За всю историю архипелагов и единственного материка Конгони, с самого момента приобретения планетой статуса протекции независимой культуры Дикого Мира был зарегистрирован всего один случай, когда новоприбывший подтвердил полномочие Миссии знать о его местонахождении. Да и то человек тот вскоре, не задерживаясь, благополучно отбыл за пределы юрисдикции планеты, перепутав, как выяснилось, директорию Пирамы с Би-Рамой 77, мертвой как сковородка землей внешнего Конька. И куда только народ смотрит.

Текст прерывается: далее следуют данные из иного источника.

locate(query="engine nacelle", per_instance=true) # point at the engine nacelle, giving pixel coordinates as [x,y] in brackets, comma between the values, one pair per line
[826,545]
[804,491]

У меня, я заметил, входит уже в привычку в предчувствии особенно большой грязи брюзжать насчет стечения обстоятельств и строить мысль одна другой кубичнее и рельефней. Вроде условного рефлекса. Это от избытка движения, наверное. Иногда мысли исходят, как туман и дым, и тогда за ними не угнаться, иногда они падают, как камни. Вообще же насчет почесать кому-нибудь расшатанную нервную систему и после еще многозначительно подмигнуть, поджав губы, здесь специалистов хватает, я бы даже сказал, в последние дни их стало что-то пугающе много. Генератором особенно токсичных и разрушительных для самочувствия слухов у нас работает мой дорогой сосед, он их где-то ведрами намывает. Причем слухи у него на биоценозную тематику день ото дня все крепчают градусом и тяжелеют трагическим подтекстом. Я удивляюсь, как, всего себя отдавая любимому орнитологическому уголку со всевозможной временно удерживаемой там летающей нежитью самой отталкивающей мордатой внешности, едва ли не ночуя у себя за коттеджем в своем курятнике, он еще умудряется сохранять трезвость мысли и держаться в курсе этологических новостей.
По сведениям, почерпнутым из его не вполне официальных источников, на Земле сегодня местами стало особенно неспокойно из-за участившихся случаев незаконного провоза через таможни представителей эндемичной фауны. Кто-то повадился заниматься вредительством, тайно подбрасывая в тихие спокойные запруды ничего не подозревающей средней полосы неуловимые косячки пираний с бассейна Амазонки, под тем уважительным предлогом, что те якобы более неприхотливы и намного быстрее размножаются, чем местная дичь (что, к сожалению, оказалось правдой), обнаглевших уже к последнему времени до такой степени, что начисто свели с прилегающих к новой акватории областей сомов, полутораметровых щук и домашних гусей.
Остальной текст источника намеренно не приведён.